Protecting yourself against some scripts is easy and convenient with uBlock Origin. Tracking by URLs can be handled by ClearURLs. Cookies are easy to address with containers, ideally temporary ones with per domain isolation. IP tracking can be addressed partially using a VPN or Tor.

But fingerprinting is hard. Some Tor browser configurations go as far as fixing the window size. Things like timezone, user agent or available fonts leak a lot of unique information. Any simple setup that doesn't have too many caveats?



Tor browser does that.


I love tor-browser project, what I don't like it's the hostile web you uncover with it. Browsing with tor-browser has become a CAPTCHA minefield.

Everything, everywhere there's a "human" captcha waiting for You. Sometimes I have to do the challenges 3 or more times. There's opportunities that even after a 4th attempt it just doesn't work.


It's so incredibly annoying https://i.redd.it/gjgee5ccsfd51.jpg


This is funny and relatable, but from my anecdotal experience it doesn't really matter whether you click boxes that contain a little corner of the object you're supposed to identify. I think those are weighted less, or the scoring mechanism isn't that simple/binary, or something like that.


It often doesn't even matter to click wrong boxes to a certain degree. Green or red points are usually accepted as traffic lights (often no need to click the whole traffic light) and anything white painted on a street is usually accepted as a crosswalk and so on. Skipping/verifying the second task without even bothering to look at it (i.e. immediately after clicking "next" on the first one) usually works well, too. The AI based on the ML at work here seems not to be very sophisticated.


These captchas are used to crowdsource training data for semantic segmentation ML models. By shifting the image around, users statistically fill out the boundaries of objects by selecting which squares include the object. As a result, in many captcha instances, you see objects right at rectangle boundaries.


The thought that it's potentially someone's job to consider these things makes me smile.


> I don't like it's the hostile web you uncover with it

"uncover" is the right word: the hostility towards anonymous users was already there.

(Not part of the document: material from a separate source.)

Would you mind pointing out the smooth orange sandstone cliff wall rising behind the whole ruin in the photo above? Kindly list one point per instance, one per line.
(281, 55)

We should boycott such sites.


Firefox with resistfingerprinting also works.


https://github.com/arkenfox/user.js is militantly maintained. It documents and make it easy to use many of the features upstreamed into Firefox by the Tor Project.


Currently trying out resistFingerprinting and I really don't like that it resets my zoom level on every new tab. I understand that there might be scenarios where not doing so would pose a risk (e.g. when a site opens another site in a new tab and they exchange their observed zoom level behind the scenes) but I'm okay with that. Most of the time I'd zoom back in anyways, so is there a way to disable that specific feature of RFP?